Chances are it will happen again. Mania will overtake my brain to the point where I’ll need to be forced into treatment. No matter how hard I work at staying mentally healthy, the statistics show that most people who live with my type of bipolar will relapse many times. This can be due to meds ceasing to work, life events, or changes in sleep patterns.

We probably should write down a plan.

That was the advice given to us as we sat in a dreary office speaking with a new psychiatrist one month before I would give birth to our first child. My entire pregnancy had gone so smoothly. My bipolar disorder appeared to be in remission as I indulged in ice cream every night and marveled at my growing belly.

Not even the loss of my laid back, corporate recruiting job, the same month we closed on our new house, rattled my mental health. We had conceived, sold our townhouse, found a new place to live, packed and moved, went through my job loss, and I was still okay. I was more than okay. I was so happy with how our life was going.

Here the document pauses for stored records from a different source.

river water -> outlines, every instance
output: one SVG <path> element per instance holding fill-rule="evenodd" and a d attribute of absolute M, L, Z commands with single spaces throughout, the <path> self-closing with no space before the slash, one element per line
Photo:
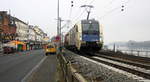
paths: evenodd
<path fill-rule="evenodd" d="M 150 58 L 150 48 L 142 47 L 127 47 L 127 46 L 108 46 L 108 49 L 121 51 L 123 53 L 128 53 L 130 55 L 141 56 L 141 57 L 149 57 Z"/>

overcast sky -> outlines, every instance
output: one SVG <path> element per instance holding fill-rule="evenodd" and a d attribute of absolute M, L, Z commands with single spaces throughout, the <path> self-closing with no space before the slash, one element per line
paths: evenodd
<path fill-rule="evenodd" d="M 104 42 L 150 40 L 150 0 L 60 0 L 60 17 L 73 23 L 86 18 L 81 5 L 94 6 L 90 18 L 103 26 Z M 0 0 L 0 11 L 38 25 L 49 36 L 56 35 L 57 0 Z M 124 5 L 124 11 L 121 6 Z M 66 22 L 64 21 L 63 24 Z M 62 25 L 63 25 L 62 24 Z M 66 32 L 69 28 L 64 28 Z"/>

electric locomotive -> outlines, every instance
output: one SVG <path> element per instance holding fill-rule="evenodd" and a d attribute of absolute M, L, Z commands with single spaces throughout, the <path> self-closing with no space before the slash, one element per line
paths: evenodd
<path fill-rule="evenodd" d="M 65 47 L 79 51 L 98 51 L 102 48 L 103 36 L 97 20 L 81 20 L 66 34 Z"/>

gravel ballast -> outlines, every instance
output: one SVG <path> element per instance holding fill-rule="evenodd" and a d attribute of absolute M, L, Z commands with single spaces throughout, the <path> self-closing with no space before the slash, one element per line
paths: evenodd
<path fill-rule="evenodd" d="M 142 77 L 135 76 L 115 69 L 113 67 L 98 64 L 88 58 L 65 50 L 64 57 L 72 63 L 72 66 L 85 77 L 88 82 L 144 82 Z"/>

So when Ben and I met with the psychiatrist, I naturally was not really focused on preventative measures. Frankly, I was questioning whether I even had bipolar given how well I had been doing off medication. The meeting was meant for us to have someone in our back pocket, should we need her in an emergency. My ego ached for her to shower me with praise for how well I had been taking care of myself.

Instead, she focused on the inevitable hospitalization she predicted I’d face. That’s all I heard. “You’re going to fail at mothering with bipolar, so we need a plan for when that happens.”